Net changes, which is on by default, allows the user to query for the end result of all changes in a given time period. When net changes is disabled, the user can only query for all changes to the table or a row within a time period. This makes sub-queries necessary in order to find only the most recent changes
Column list is a comma separated list of column names that will be tracked in this instance. Say, for example, that a client is only interested in tracking the changes to employees' salaries. The enable statement would look something like this.
EXEC sys.sp_cdc_enable_table @source_schema = dbo, @source_name = employee, @captured_column_list = 'salary'
At this point, everything is set up and ready to go.
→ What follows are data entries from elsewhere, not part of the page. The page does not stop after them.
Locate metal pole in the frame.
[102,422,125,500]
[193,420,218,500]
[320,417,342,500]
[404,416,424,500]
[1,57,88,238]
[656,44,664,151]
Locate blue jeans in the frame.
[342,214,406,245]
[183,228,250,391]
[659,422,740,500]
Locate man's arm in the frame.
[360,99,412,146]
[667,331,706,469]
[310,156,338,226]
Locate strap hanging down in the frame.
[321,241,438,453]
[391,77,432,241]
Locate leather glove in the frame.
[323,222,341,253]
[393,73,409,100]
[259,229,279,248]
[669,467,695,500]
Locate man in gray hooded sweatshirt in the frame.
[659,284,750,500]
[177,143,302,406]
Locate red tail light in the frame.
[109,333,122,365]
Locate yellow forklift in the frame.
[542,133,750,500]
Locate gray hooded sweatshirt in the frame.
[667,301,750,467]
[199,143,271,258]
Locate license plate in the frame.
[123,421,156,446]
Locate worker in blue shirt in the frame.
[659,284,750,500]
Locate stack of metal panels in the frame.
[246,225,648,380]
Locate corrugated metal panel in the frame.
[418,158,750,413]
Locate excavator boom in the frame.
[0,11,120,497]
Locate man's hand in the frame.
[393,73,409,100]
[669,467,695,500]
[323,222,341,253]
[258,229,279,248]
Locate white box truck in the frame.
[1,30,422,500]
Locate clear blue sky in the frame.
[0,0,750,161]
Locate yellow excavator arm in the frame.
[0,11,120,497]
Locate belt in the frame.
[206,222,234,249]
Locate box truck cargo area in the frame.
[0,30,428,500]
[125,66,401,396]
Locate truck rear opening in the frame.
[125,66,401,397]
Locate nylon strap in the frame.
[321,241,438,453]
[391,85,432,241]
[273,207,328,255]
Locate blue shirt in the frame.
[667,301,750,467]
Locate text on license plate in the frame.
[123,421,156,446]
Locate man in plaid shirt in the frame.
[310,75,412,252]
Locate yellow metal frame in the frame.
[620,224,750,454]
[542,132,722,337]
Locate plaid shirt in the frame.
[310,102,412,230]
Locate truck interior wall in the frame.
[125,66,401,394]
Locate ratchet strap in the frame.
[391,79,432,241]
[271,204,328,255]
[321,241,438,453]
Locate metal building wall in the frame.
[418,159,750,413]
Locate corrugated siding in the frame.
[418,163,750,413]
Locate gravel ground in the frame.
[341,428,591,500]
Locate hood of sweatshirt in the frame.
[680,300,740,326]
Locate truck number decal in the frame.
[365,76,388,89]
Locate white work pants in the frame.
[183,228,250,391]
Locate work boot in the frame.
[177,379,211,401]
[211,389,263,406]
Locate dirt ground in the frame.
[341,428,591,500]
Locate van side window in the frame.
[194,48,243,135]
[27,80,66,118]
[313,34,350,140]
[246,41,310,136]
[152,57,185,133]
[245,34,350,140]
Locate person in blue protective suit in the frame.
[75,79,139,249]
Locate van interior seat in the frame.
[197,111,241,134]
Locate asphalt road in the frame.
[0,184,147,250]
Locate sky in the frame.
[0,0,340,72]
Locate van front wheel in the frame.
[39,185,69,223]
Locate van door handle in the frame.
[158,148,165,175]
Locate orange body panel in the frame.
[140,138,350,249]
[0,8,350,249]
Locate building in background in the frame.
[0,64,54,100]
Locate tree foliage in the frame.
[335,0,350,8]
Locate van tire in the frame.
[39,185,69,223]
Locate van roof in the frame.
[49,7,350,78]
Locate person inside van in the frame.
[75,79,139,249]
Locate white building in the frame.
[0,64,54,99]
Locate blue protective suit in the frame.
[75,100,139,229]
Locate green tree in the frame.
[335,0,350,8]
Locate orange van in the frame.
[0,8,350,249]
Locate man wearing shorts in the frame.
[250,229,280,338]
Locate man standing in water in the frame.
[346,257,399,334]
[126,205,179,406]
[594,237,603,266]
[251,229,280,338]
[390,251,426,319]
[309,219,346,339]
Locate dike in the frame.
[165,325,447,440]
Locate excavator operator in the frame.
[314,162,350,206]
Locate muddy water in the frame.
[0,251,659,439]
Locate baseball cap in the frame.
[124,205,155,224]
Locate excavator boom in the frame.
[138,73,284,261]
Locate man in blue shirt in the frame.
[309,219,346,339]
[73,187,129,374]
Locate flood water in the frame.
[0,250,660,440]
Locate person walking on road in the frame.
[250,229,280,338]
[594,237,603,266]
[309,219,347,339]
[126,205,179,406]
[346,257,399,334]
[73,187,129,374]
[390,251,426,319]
Now that CDC has been enabled for the database and all necessary tables, the retention period should be defined. The retention period tells CDC how far back to keep records in the capture tables. SQL Server defaults this value to 3 days, but business requirements may mandate longer time frames and disc space limitations might require shorter ones. To set the retention rate, run the system procedure sys.sp_cdc_change_job as below with x being the number of minutes to keep records in the table. *Note: When defining the retention period, the job_type parameter must be 'cleanup'.
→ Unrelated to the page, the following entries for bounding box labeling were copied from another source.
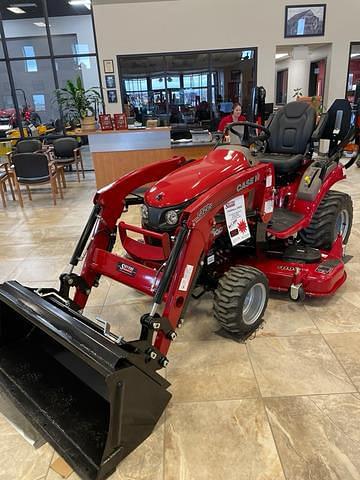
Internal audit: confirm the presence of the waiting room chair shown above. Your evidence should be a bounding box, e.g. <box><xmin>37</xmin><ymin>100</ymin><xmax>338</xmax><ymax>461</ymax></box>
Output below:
<box><xmin>12</xmin><ymin>152</ymin><xmax>64</xmax><ymax>208</ymax></box>
<box><xmin>52</xmin><ymin>137</ymin><xmax>85</xmax><ymax>183</ymax></box>
<box><xmin>7</xmin><ymin>138</ymin><xmax>42</xmax><ymax>164</ymax></box>
<box><xmin>13</xmin><ymin>138</ymin><xmax>42</xmax><ymax>153</ymax></box>
<box><xmin>0</xmin><ymin>162</ymin><xmax>15</xmax><ymax>208</ymax></box>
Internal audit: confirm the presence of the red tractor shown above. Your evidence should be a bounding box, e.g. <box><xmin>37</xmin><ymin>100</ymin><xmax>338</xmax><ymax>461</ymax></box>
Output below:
<box><xmin>0</xmin><ymin>100</ymin><xmax>355</xmax><ymax>480</ymax></box>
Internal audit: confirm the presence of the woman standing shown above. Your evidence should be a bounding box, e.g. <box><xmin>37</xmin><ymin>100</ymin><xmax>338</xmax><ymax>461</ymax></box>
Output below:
<box><xmin>218</xmin><ymin>103</ymin><xmax>246</xmax><ymax>132</ymax></box>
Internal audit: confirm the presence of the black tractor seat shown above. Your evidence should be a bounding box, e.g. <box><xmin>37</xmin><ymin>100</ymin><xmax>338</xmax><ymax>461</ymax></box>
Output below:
<box><xmin>256</xmin><ymin>153</ymin><xmax>304</xmax><ymax>175</ymax></box>
<box><xmin>257</xmin><ymin>102</ymin><xmax>316</xmax><ymax>175</ymax></box>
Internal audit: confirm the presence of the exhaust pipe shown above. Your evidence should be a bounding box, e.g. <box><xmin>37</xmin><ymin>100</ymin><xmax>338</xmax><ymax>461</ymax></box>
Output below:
<box><xmin>0</xmin><ymin>282</ymin><xmax>171</xmax><ymax>480</ymax></box>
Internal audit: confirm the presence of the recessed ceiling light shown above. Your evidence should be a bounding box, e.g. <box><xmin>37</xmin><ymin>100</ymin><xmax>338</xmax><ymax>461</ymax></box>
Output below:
<box><xmin>10</xmin><ymin>3</ymin><xmax>37</xmax><ymax>8</ymax></box>
<box><xmin>68</xmin><ymin>0</ymin><xmax>91</xmax><ymax>10</ymax></box>
<box><xmin>7</xmin><ymin>7</ymin><xmax>26</xmax><ymax>15</ymax></box>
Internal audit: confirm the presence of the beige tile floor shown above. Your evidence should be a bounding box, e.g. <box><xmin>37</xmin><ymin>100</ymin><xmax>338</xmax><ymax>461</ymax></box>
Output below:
<box><xmin>0</xmin><ymin>168</ymin><xmax>360</xmax><ymax>480</ymax></box>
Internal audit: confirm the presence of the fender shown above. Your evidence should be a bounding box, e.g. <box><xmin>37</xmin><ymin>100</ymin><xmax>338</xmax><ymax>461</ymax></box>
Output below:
<box><xmin>292</xmin><ymin>163</ymin><xmax>346</xmax><ymax>230</ymax></box>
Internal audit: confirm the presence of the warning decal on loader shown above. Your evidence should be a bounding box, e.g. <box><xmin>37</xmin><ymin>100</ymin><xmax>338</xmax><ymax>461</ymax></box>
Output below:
<box><xmin>179</xmin><ymin>265</ymin><xmax>194</xmax><ymax>292</ymax></box>
<box><xmin>224</xmin><ymin>195</ymin><xmax>250</xmax><ymax>247</ymax></box>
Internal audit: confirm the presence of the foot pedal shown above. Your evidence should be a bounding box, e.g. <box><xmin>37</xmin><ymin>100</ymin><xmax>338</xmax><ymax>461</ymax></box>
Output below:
<box><xmin>282</xmin><ymin>245</ymin><xmax>321</xmax><ymax>263</ymax></box>
<box><xmin>269</xmin><ymin>208</ymin><xmax>304</xmax><ymax>233</ymax></box>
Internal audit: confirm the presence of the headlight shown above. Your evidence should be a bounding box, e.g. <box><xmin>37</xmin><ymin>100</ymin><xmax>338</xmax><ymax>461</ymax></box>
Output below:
<box><xmin>141</xmin><ymin>205</ymin><xmax>149</xmax><ymax>220</ymax></box>
<box><xmin>165</xmin><ymin>210</ymin><xmax>179</xmax><ymax>225</ymax></box>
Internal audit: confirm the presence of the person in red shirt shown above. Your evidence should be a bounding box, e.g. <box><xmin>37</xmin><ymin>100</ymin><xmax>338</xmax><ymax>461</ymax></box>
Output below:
<box><xmin>218</xmin><ymin>103</ymin><xmax>246</xmax><ymax>132</ymax></box>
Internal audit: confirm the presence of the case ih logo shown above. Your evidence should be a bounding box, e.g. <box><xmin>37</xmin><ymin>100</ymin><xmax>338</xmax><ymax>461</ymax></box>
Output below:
<box><xmin>194</xmin><ymin>203</ymin><xmax>212</xmax><ymax>223</ymax></box>
<box><xmin>117</xmin><ymin>263</ymin><xmax>136</xmax><ymax>277</ymax></box>
<box><xmin>236</xmin><ymin>173</ymin><xmax>260</xmax><ymax>192</ymax></box>
<box><xmin>278</xmin><ymin>265</ymin><xmax>296</xmax><ymax>272</ymax></box>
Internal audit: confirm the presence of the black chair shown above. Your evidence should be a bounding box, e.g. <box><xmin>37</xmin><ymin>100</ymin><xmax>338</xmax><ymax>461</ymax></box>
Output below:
<box><xmin>258</xmin><ymin>102</ymin><xmax>316</xmax><ymax>176</ymax></box>
<box><xmin>52</xmin><ymin>137</ymin><xmax>85</xmax><ymax>182</ymax></box>
<box><xmin>0</xmin><ymin>162</ymin><xmax>15</xmax><ymax>208</ymax></box>
<box><xmin>12</xmin><ymin>153</ymin><xmax>63</xmax><ymax>207</ymax></box>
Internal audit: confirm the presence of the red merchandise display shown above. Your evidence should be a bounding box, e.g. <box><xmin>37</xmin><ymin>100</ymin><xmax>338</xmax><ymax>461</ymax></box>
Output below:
<box><xmin>114</xmin><ymin>113</ymin><xmax>127</xmax><ymax>130</ymax></box>
<box><xmin>99</xmin><ymin>113</ymin><xmax>113</xmax><ymax>130</ymax></box>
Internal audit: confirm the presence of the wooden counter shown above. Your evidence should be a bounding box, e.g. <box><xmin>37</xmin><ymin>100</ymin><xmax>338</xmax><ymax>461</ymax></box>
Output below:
<box><xmin>87</xmin><ymin>127</ymin><xmax>214</xmax><ymax>188</ymax></box>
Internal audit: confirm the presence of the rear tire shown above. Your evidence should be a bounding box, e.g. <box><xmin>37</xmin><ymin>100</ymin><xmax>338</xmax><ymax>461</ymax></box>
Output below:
<box><xmin>299</xmin><ymin>190</ymin><xmax>353</xmax><ymax>250</ymax></box>
<box><xmin>214</xmin><ymin>267</ymin><xmax>269</xmax><ymax>336</ymax></box>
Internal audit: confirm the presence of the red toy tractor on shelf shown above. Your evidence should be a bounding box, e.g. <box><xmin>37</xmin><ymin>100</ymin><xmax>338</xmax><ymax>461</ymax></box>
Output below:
<box><xmin>0</xmin><ymin>95</ymin><xmax>355</xmax><ymax>480</ymax></box>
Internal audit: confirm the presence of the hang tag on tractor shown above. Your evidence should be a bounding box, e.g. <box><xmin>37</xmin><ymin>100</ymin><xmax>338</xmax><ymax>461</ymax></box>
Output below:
<box><xmin>224</xmin><ymin>195</ymin><xmax>250</xmax><ymax>247</ymax></box>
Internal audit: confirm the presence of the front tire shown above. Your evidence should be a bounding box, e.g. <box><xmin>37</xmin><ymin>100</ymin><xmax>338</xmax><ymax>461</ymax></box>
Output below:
<box><xmin>214</xmin><ymin>267</ymin><xmax>269</xmax><ymax>336</ymax></box>
<box><xmin>299</xmin><ymin>190</ymin><xmax>353</xmax><ymax>250</ymax></box>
EXEC sys.sp_cdc_change_job @job_type = 'cleanup', @retention = x
WORKING WITH CDC
For a list of all built-in tables for CDC with links to all cdc system functions and stored procedures, go here... http://msdn.microsoft.com/en-us/library/bb500353.aspx.
Now, you have a basic start to begin working with CDC. The big question is, what do you do with it? Well, there are several great ways to get some real value out of CDC. One particular utilization that I have employed in the past is to use CDC when loading new data from one environment into another. In my case the destination was a data warehouse. Using CDC, I created procedures that could isolate only the changes within a source table that needed to be propagated to the warehouse. This eliminated all "full pulls" from the ETL process and greatly improved the overall efficiency of the process. Imagine a source system with an employee table in which there are thousands of records. If this table in the source system does not have auditing columns (created date, modified date, etc...), or worse, it allows hard deletes, then you are reliant on full table comparisons in the ETL process. The process must verify that each record is an insert an update or a delete. Using CDC, within either SSIS packages or stored procedures, it is fairly simple to write queries that extract only the records of interest and to identify the modification type.
Another valuable use of CDC is in reporting. For example, the business may want to run reports based on invoice totals being changed for a completed invoice. CDC can be configured to record changes to the invoice amount field alone thereby ignoring all other changes to the invoice. Then, since CDC logs updates in pairs, the report can easily show an old vs new values comparison after the change. Keep in mind that CDC allows only two capture instances per table. This means that recording only the invoice amount column uses up one of those capture instances. The alternative set up would be to use an existing capture instance and test for the invoice amount being changed using the CDC function sys.fn_cdc_is_bit_set and pass in the update mask for the change record and the ordinal position of the column of interest. In the illustration below, notice the __$update_type field. The old record has a value of three while a value of 4 denotes the record after the change. Values of 1 and 2 indicate deletes and inserts respectively.
One final example of the value of CDC is in data recovery and auditing. If a delete statement is errantly issued against a set of data in a table that is tracked by cdc, a user can run queries using CDC to find the data. Then it is simply a matter of deciding what to do with the data. This option is only available for as long as the retention period is configured for and should not replace other backup and recovery plans. It just makes for a convenient method of performing an "undo".
CDC is a great feature and can be used in several ways to help you manage your database. Perhaps you have other practical uses for this feature?